I am working on a large scale workforce scheduling problem with a large number of hard and soft constraints. The soft constraints are modeled as objectives with penalties for violating them. So my question is regarding choosing the penalty weights. Is there a way we can come up with an optimal set of weights for those objectives (solving it as a multiobjective problem is not an option yet). Right now, the weights are chosen randomly and they range between 0.01 to 1000 and it feels like they are too random.

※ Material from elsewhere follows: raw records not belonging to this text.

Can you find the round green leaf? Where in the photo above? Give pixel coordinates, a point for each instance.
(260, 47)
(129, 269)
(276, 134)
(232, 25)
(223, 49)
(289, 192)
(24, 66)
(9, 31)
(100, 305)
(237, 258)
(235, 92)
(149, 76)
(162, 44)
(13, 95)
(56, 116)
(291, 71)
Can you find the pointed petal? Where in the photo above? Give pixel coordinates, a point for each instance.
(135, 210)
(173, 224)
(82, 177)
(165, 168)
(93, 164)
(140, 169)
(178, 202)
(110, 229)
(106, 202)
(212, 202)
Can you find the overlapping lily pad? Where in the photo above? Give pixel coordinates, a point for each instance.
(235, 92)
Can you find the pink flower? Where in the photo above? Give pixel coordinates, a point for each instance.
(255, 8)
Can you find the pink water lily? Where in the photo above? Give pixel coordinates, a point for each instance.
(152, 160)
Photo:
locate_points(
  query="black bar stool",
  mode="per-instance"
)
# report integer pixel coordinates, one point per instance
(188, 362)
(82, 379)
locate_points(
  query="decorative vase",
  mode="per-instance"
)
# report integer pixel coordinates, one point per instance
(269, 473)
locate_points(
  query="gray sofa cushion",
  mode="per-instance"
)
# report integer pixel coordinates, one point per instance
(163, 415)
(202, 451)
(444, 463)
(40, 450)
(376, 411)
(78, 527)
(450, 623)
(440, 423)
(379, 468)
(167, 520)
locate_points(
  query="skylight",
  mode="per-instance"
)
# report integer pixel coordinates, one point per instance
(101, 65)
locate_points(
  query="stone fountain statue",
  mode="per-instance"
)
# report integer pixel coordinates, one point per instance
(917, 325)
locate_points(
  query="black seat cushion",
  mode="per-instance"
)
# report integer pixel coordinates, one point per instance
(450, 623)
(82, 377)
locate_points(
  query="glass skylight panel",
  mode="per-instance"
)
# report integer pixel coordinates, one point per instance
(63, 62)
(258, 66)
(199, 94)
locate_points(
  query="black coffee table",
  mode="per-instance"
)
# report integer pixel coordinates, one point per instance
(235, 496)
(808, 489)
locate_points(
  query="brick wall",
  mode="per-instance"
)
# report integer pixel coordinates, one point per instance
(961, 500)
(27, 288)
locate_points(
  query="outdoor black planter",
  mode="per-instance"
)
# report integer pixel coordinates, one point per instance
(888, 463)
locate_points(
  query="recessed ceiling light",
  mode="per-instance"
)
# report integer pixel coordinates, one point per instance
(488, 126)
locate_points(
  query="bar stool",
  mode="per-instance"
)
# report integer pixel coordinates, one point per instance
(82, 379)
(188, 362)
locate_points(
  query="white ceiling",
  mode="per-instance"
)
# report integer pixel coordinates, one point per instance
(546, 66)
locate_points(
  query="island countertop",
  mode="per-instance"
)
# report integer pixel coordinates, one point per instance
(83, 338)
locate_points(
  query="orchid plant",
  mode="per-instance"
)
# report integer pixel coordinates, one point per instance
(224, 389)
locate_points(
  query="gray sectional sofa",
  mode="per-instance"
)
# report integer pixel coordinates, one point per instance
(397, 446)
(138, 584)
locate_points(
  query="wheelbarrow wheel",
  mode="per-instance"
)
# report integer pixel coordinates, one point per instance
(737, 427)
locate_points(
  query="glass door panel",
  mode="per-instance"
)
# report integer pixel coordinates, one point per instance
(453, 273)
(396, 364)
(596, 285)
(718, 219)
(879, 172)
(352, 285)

There is no "optimal" way to weight competing objectives. In some cases, you can ask the decision maker for tradeoffs -- "How much delay would you be willing to incur on this in order to save \$100 on that?" -- and use it to infer weights. That can get difficult when the things being traded are not directly comparable (say, cost v. "fairness"), and it also presumes that tradeoffs are constant regardless of magnitude (if it's worth \$100 to cut my work day from 15 hours to 14 hours then it's worth \$100 to cut it from 6 hours to 5 hours).
If you are willing to solve the problem multiple times, you can pick some weights, solve, show the solution to the decision maker, ask them if they are happy and, if not, what they would be willing to sacrifice to improve something bugging them (in non-numerical terms, just "more of this for less of that"), tweak the weights accordingly, and repeat ad nauseum.